La simplicité du scénario, l’absence de dialogue, la guerre suggérée par le hors champ sonore et les jeux de lumières dans la pénombre de la chambre, tout concourt à un propos minimal et terriblement éloquent. Urgence du geste vital. S’aimer pour conjurer la peur, pour rester dans l’ici et maintenant. Pour continuer d’exister. Eros et Thanatos intimement mêlés, une fois de plus. Le mouvement de rapprochement du couple est décomposé en micro-gestes, un dosage millimétré d’une lenteur et d’une précaution à couper le souffle. Comme si une maladresse, une précipitation brusque pouvait engendrer l’explosion venue de l’extérieur. Faire l’amour en marchant sur des œufs. Un certain érotisme se dégage de ces effleurements, de ces milles attentions, l’acte est réduit à sa pure nécessité. On ne peut s’empêcher de penser au texte de Mahmoud Darwich, le poète palestinien (« Une mémoire pour l’Oubli ») et à sa quête de café durant l’assaut de Beyrouth. Où la volonté de perpétrer le geste ordinaire et journalier est cruciale. Savourer le café devient question de vie ou de mort. Le gouffre est là, dans l’impossibilité menaçante d’accomplir le rite matinal et essentiel :« Comment faire pénétrer l’odeur du café dans mes cellules, tandis que les obus s’abattent sur la cuisine ouverte au-dessus la mer, répandant des senteurs de poudre et la saveur du néant ? (…) Je ne me demande plus si les murs du couloir offrent une protection suffisante contre la pluie d’obus. L’important, c’est qu’il existe une paroi pour me dérober à ce ciel transformé en métal dévoreur de chair. (…) Je veux sentir l’odeur du café. Cinq minutes. Je veux une trêve de cinq minutes pour un café. (…) Tous mes sens sont tendus vers cet unique appel. »

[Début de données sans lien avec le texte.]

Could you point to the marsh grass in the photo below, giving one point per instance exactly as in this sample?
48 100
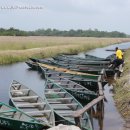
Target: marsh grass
15 49
122 89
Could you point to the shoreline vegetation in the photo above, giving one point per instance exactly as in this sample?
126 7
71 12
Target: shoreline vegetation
16 49
122 90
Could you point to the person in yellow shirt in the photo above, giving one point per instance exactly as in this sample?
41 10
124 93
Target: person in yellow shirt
119 54
119 58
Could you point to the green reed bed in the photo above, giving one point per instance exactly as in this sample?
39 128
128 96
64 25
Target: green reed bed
15 49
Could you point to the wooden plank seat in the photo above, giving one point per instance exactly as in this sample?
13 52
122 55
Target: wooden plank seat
24 97
53 89
30 104
69 104
55 92
20 90
38 112
75 88
70 98
7 111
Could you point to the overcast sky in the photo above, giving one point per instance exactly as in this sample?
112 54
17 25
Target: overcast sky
106 15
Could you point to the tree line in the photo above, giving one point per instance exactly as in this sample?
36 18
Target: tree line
54 32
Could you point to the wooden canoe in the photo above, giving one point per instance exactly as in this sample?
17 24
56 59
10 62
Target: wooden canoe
12 118
60 69
91 84
64 105
87 57
81 62
81 93
29 102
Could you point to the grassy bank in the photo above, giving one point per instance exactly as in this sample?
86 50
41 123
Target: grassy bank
122 89
15 49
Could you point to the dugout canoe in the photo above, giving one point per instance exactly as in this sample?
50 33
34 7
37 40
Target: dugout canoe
64 106
53 62
14 119
81 61
79 68
60 69
29 102
91 84
81 93
87 57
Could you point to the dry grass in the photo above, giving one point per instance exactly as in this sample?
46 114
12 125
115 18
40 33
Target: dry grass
14 49
122 89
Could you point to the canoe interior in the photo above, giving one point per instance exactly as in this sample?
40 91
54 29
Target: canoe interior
64 105
28 101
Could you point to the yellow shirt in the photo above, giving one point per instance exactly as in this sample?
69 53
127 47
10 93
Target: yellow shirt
119 54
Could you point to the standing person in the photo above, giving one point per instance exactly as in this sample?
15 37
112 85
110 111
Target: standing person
119 58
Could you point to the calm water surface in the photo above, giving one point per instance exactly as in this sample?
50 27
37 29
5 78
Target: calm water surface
20 72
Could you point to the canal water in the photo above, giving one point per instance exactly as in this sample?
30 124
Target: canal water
20 71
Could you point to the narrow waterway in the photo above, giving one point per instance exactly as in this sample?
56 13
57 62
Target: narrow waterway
20 72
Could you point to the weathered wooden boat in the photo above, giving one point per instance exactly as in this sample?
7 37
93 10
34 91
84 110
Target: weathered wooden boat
53 62
87 56
33 65
81 93
85 69
12 118
60 69
82 61
29 102
64 105
91 84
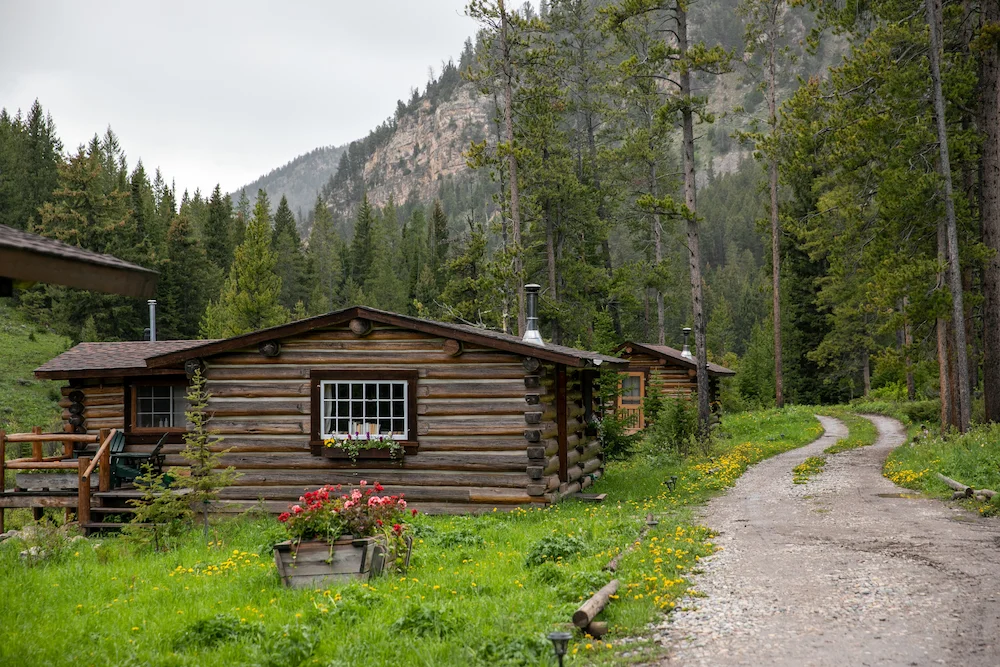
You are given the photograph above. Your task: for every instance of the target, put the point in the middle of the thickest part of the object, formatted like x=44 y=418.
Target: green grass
x=25 y=401
x=469 y=598
x=811 y=466
x=972 y=459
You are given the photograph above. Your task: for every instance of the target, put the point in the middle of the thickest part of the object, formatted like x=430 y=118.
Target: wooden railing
x=84 y=465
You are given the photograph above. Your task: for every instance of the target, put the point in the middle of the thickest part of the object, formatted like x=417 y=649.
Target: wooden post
x=83 y=494
x=67 y=444
x=561 y=421
x=36 y=447
x=104 y=475
x=3 y=473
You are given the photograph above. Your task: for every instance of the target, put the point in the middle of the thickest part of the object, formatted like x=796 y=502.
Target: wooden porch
x=73 y=489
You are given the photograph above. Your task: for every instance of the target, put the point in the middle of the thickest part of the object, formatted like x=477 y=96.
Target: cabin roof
x=150 y=358
x=33 y=258
x=462 y=332
x=115 y=359
x=672 y=355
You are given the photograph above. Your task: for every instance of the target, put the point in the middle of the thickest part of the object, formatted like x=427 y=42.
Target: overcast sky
x=222 y=91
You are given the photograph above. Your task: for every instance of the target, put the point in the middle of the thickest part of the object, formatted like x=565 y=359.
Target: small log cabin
x=485 y=419
x=677 y=373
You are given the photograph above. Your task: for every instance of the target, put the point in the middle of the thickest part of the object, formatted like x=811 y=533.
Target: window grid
x=160 y=406
x=364 y=407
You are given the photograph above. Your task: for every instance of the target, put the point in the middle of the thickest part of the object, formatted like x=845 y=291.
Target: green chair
x=126 y=466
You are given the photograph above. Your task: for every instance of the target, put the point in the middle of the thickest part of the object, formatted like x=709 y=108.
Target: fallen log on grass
x=966 y=491
x=583 y=616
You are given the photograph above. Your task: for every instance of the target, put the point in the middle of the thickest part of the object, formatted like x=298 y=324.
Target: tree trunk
x=661 y=332
x=944 y=370
x=911 y=388
x=772 y=112
x=989 y=82
x=866 y=372
x=954 y=274
x=515 y=198
x=694 y=251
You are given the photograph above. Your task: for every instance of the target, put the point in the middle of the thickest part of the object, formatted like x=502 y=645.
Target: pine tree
x=250 y=296
x=287 y=247
x=207 y=477
x=362 y=252
x=187 y=280
x=326 y=268
x=218 y=233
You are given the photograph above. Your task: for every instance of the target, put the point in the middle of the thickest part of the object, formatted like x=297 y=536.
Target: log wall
x=471 y=419
x=100 y=405
x=487 y=422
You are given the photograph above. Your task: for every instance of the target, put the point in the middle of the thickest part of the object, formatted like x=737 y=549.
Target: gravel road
x=848 y=569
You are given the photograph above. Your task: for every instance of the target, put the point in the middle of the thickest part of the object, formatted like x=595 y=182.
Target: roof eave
x=381 y=317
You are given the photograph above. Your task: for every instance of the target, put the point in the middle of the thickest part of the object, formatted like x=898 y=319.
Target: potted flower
x=336 y=535
x=374 y=446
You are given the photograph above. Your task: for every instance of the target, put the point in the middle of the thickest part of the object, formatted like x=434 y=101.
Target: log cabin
x=676 y=369
x=485 y=419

L’échappée générale des ballons/préservatifs développe une fin à deux versants, une interprétation ouverte et ambivalente. Ils arrivent pour ponctuer une interrogation toujours plus féroce et actuelle : comment envisager de donner encore la vie dans un monde où la folie des hommes broie tout sur son passage, jusqu’aux velléités d’accouplement ? Comment l’assouvissement d’un désir solide et tenace est-il encore tangible ? Comment penser l’avenir dans un décor si funeste ? Et pourtant la capote, objet utile et pragmatique, passe du concret trivial au message poétique, drôle et politique. La multitude de baudruches surplombant la cité vient réaffirmer l’omniprésence d’une résistance du quotidien, sa force et sa patience. Et le spectateur oscille : veut-il voir dans le calme de la contemplation de l’homme sur son balcon une forme de résignation, ou au contraire de confiance dans cette métamorphose éphémère et onirique du paysage ? Beau pied de nez alors à la laideur de la réalité…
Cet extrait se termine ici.